Il faut que les gouvernements fassent les réformes nécessaires dans le financement de la santé. Autrement dit, on doit dépasser le stade où les populations sont obligées de payer pour se soigner lorsqu’elles tombent malades. Au lieu de payer lorsque l’on tombe malade, chaque personne doit faire des contributions soit par les impôts, soit par les assurances. Avec ces méthodes de pré-paiement, cela permet de se soigner sans dépenser en cas de maladie.
Mais la majorité des Africains sont dans le secteur informel, voire inactifs. Comment les faire cotiser?

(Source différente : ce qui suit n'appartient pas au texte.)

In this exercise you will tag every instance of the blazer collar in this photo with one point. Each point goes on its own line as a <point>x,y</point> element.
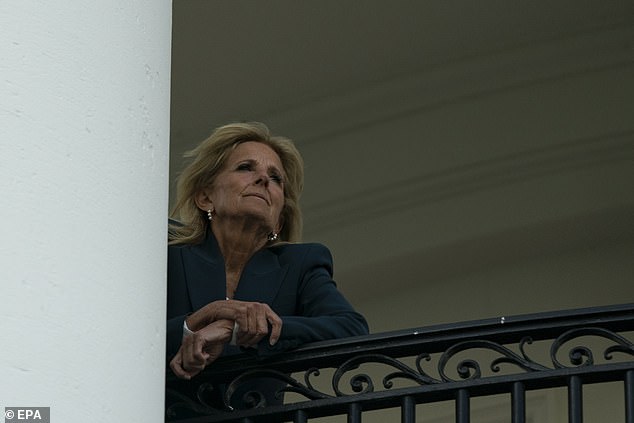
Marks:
<point>260,280</point>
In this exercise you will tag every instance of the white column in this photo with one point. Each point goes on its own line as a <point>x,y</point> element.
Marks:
<point>84,128</point>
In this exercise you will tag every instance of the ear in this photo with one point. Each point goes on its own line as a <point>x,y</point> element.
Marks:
<point>203,201</point>
<point>280,225</point>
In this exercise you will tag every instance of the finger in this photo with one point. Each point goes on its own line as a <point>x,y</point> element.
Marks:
<point>193,356</point>
<point>276,328</point>
<point>176,364</point>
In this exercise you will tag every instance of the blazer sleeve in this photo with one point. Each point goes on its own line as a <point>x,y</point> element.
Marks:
<point>322,312</point>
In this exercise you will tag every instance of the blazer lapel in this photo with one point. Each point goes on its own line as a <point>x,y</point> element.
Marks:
<point>261,279</point>
<point>206,279</point>
<point>205,274</point>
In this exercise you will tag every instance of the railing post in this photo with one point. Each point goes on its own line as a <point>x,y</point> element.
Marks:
<point>463,408</point>
<point>575,400</point>
<point>518,403</point>
<point>629,396</point>
<point>408,410</point>
<point>354,413</point>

Vous posez là une question essentielle. L’Afrique n’est pas le seul continent à faire face à ce problème. Plusieurs pays à travers le monde sont confrontés aux mêmes réalités. Les moyens de les inclure passent par des solutions nouvelles. Par exemple, au Kenya, ils ont une plateforme d’échanges de monnaie électronique appelée « M-PESA ». Et sur cette plateforme, il a été créé un portefeuille dédié au secteur de la santé dénommé « M-Tiba ». Ainsi, les gens cotisent via ce portefeuille et peuvent se soigner par la suite dans des cliniques accréditées par le gouvernement kenyan. L’importance de ce système est que la grande majorité du secteur formel est déjà sur cette plateforme. Alors si on offre une possibilité d’avoir une assurance et une protection sur les frais de santé, il y a une forte chance d’attirer le secteur informel. Donc, il nous faut ce genre d’innovations.
Malgré les cotisations, la plupart des soins se font sur remboursement. N’est-ce pas un frein potentiel pour les inactifs ?

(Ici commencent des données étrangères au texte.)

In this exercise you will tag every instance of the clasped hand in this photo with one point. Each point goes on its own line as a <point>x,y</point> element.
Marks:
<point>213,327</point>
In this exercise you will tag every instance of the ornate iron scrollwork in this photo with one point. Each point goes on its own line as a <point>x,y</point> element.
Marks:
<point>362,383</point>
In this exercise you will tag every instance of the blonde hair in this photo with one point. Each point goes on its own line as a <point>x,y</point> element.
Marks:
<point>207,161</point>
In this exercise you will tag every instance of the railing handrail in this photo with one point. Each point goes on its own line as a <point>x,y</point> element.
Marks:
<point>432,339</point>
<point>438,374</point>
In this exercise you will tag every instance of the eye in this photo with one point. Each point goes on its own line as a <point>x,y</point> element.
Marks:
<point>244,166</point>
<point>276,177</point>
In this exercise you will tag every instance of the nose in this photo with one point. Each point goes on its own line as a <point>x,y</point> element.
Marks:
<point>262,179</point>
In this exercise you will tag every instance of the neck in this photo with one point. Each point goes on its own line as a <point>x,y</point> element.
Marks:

Je pense qu’il faut faire le nécessaire pour éviter que les gens qui cotisent soient obligés de payer pour se soigner avant de se faire rembourser. Cela est non seulement vrai en Afrique, mais partout ailleurs. Je comprends bien cette situation et c’est effectivement un frein. Il y a des systèmes différents dans lesquels les gens ne paient pas lorsqu’ils se présentent à l’hôpital, et je pense que l’on doit les privilégier car ils sont beaucoup plus efficaces et équitables.
Avec quels programmes la Banque Mondiale compte-t-elle accompagner les pays Africains dans le financement de leur système de santé ?
Dans tous nos programmes, nous appuyons les gouvernements dans le financement des réformes du système de la santé. Nous avons par exemple le Mécanisme de financement global, destiné aux femmes et aux enfants. Ce programme insiste sur une utilisation plus intelligente des ressources disponibles. Habituellement, on constate que 30 à 40% des ressources sont gaspillées. Il faut donc solutionner l’utilisation des ressources. Dans ce contexte global de baisse des financements, il faut aussi inclure le secteur privé pour venir en appoint aux gouvernements. Enfin, l’aide au développement ne doit pas se substituer aux fonds publics des Etats dans les programmes de santé. Elle doit renforcer et non se substituer aux budgets des Etats.
Qu’en est-il du suivi des programmes de financements ?
Nous avons changé le moyen d’accorder les financements. Désormais, nous donnons les ressources en fonction des résultats prévus et réalisés. Ce mode de financement a donné des résultats probants, dans environ une trentaine de pays où il a été expérimenté. Les gens y ont trouvé eux-mêmes des moyens d’avoir un meilleur rendement avec les ressources disponibles et permettre ainsi l’accès universel aux services de santé essentiels.
En Afrique, la Banque Mondiale rappelle l’expérience des PAS. Aujourd’hui, pouvez-vous rassurez que vos politiques ne risquent pas de condamner le secteur de la santé ?
Tout d’abord, je pense que les craintes de l’opinion publique africaine sur la Banque mondiale sont bien fondées. Dans les années 80, il ya une politique économique globale pour réduire les charges publiques. Par la suite, l’histoire a montré que cette politique fut une grande erreur, non seulement pour l’Afrique mais partout ailleurs, surtout dans le secteur social. Aujourd’hui, la Banque mondiale a changé. Nous appuyons les investissements dans le capital humain. Nous travaillons avec les gouvernements pour un appui plus consistant sur le développement du secteur de la santé, de l’éducation et de la protection sociale. Cette politique est à l’opposé des PAS.
Peut-on dire que la Banque mondiale a maintenant un visage plus humain ?
Beaucoup plus humain ! Je pense que nous avons appris de nos erreurs du passé et maintenant je crois que nous sommes sur la bonne voie.